By Thompson, Robert; Tsolacos, Sotiris | The Journal of Real Estate Research, January-April 2000 | Go to article overview

Projections in the Industrial Property Market Using a Simultaneous Equation System


Thompson, Robert, Tsolacos, Sotiris, The Journal of Real Estate Research


Abstract

This article is the winner of the Industrial Real Estate manuscript prize (sponsored by the Society of Industrial and Office REALTORs) presented at the 1999 American Real Estate Society Annual Meeting.

A three-equation simultaneous system is used to model the industrial property market in Great Britain. Strong relationships are found between new industrial building supply and both real rents and construction costs, and between rents, industrial floorspace availability and the gross domestic product. The performance of ex post simulations of new building supply, rents and floorspace availability are satisfactory with the exception of rent simulations post 1993. The central forecast of the model indicates a quiet market until 2001 (lower level of new supply, constant levels of real rents and increasing availability of industrial space) but a more active market in 2002 and 2003. This study suggests that simultaneous equation models can prove useful alternative tools in analyzing the industrial property market and generating forecasts both at the aggregate and more localized level of analysis.

Introduction

Existing empirical work on industrial property markets has resulted in a better understanding of the workings of this market. This research has produced valuable findings on the nature of the influences determining industrial market behavior and adjustments. Developers, investors and others with an interest in industrial property have at their disposal a set of information regarding the forces that affect demand for industrial space, industrial price determination and the supply of new industrial space. Of particular significance to the investigation of these issues has been the quantitative analysis that many researchers have undertaken. Quantitative studies have provided a very useful means to empirically investigate processes in the market based on different theoretical premises and utilizing alternative methodologies. The outcome has been an increasing amount of empirical evidence on key relationships in the industrial market.

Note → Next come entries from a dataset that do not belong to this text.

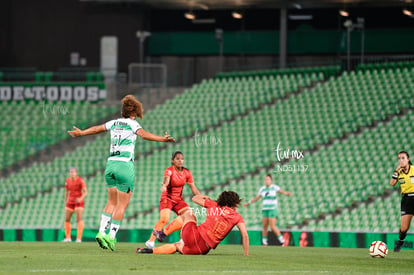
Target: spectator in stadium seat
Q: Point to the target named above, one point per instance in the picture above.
(119, 171)
(269, 208)
(175, 177)
(221, 217)
(75, 193)
(404, 175)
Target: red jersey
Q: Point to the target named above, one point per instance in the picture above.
(177, 182)
(219, 222)
(75, 188)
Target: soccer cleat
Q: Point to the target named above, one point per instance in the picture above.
(100, 239)
(398, 246)
(160, 235)
(144, 250)
(150, 244)
(110, 242)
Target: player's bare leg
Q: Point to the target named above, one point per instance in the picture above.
(276, 231)
(106, 217)
(79, 230)
(265, 222)
(68, 216)
(164, 218)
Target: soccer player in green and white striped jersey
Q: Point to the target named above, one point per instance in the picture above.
(119, 171)
(269, 208)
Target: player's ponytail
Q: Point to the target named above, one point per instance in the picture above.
(131, 107)
(408, 156)
(228, 198)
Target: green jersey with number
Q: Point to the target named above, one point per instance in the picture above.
(268, 195)
(123, 136)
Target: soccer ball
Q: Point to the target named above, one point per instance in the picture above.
(378, 249)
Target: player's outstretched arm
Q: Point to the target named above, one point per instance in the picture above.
(200, 199)
(252, 200)
(245, 238)
(149, 136)
(284, 192)
(394, 178)
(194, 189)
(90, 131)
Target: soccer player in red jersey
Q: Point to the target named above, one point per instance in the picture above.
(75, 192)
(220, 220)
(175, 177)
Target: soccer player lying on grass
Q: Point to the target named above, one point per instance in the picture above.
(197, 240)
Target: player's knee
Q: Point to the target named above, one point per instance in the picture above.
(404, 228)
(164, 219)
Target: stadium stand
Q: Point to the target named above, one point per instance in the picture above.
(51, 120)
(337, 123)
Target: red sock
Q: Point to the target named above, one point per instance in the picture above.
(175, 225)
(67, 230)
(80, 231)
(160, 224)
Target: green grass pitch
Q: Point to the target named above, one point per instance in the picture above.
(88, 258)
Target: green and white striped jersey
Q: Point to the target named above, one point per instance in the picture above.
(269, 196)
(123, 136)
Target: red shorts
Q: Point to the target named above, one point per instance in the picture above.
(73, 205)
(175, 205)
(194, 244)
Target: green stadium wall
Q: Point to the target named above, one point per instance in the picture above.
(304, 40)
(52, 91)
(294, 238)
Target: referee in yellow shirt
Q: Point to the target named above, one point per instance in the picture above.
(404, 175)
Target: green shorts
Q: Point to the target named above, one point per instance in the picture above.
(120, 174)
(272, 213)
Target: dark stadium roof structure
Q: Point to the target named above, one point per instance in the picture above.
(259, 4)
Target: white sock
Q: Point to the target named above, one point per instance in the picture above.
(114, 228)
(105, 222)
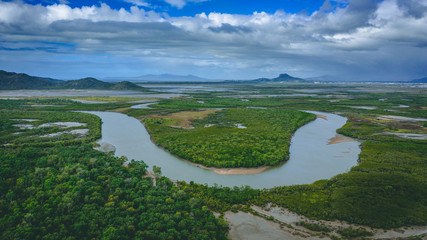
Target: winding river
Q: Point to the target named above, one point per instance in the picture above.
(311, 157)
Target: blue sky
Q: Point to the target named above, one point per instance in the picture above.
(217, 39)
(173, 8)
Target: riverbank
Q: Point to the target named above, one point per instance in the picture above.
(339, 138)
(279, 223)
(235, 171)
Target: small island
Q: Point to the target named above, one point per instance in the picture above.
(230, 138)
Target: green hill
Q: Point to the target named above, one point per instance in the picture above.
(21, 81)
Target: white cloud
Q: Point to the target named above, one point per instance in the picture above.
(181, 3)
(361, 37)
(139, 3)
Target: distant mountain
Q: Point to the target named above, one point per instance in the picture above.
(18, 81)
(420, 80)
(15, 81)
(281, 78)
(159, 78)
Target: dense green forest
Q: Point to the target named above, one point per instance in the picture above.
(233, 137)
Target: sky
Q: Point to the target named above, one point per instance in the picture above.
(362, 40)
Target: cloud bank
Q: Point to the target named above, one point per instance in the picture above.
(360, 40)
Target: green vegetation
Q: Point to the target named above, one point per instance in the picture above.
(56, 188)
(14, 81)
(263, 138)
(349, 232)
(387, 189)
(314, 226)
(75, 192)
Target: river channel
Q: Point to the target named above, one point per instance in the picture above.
(311, 157)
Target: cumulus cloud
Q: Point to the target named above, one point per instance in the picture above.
(357, 38)
(181, 3)
(139, 3)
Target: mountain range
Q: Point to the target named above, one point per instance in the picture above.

The quantitative literature on the industrial property market is dominated by studies that have shed light on the factors that govern the variation in rents and prices and in industrial property development. Industrial rents are impacted by macroeconomic and industrial sector trends and variables such as the gross domestic product and manufacturing output have appeared significant in current work (RICS, 1994; and Thompson and Tsolacos, 1999). Other research has found that the variation in rents and the value of industrial property is explained by monetary variables and industrial production (Atteberry and Rutherford, 1993), by general and local market conditions (Hoag, 1980; and Buttimer, Rutherford and Witten, 1997), and by property and location specific factors (Ambrose, 1990; Baum, 1991; Fehribach, Rutherford and Eakin, 1993; and Lockwood and Rutherford, 1996). More recently, Thompson (1998) proposed an empirically defined quality standard for industrial property, scoring the various aspects of an industrial building and its immediate environment and correlating this with independently derived estimates of rental value.

Similarly, the literature has identified key variables that drive the supply of new industrial space. Macroeconomic and financial variables including the gross domestic product, manufacturing output, employment, unemployment, interest rates and the cost of capital appear to be important determinants of new industrial building production (Nicholson and Tebbutt, 1979; Barras and Ferguson, 1987; Wheaton and Torto, 1990; Kling and McCue, 1991; RICS, 1994; Giussani and Tsolacos, 1994; and Tsolacos, 1995). RICS ( 1994) have found support for industrial rent and the employment/floorspace ratio variables. Two other studies by McGough and Tsolacos (1995a, 1997) demonstrate the regularities between the industrial property development cycle in relation to the cyclical movements of key macroeconomic, financial and property market aggregates in the United Kingdom.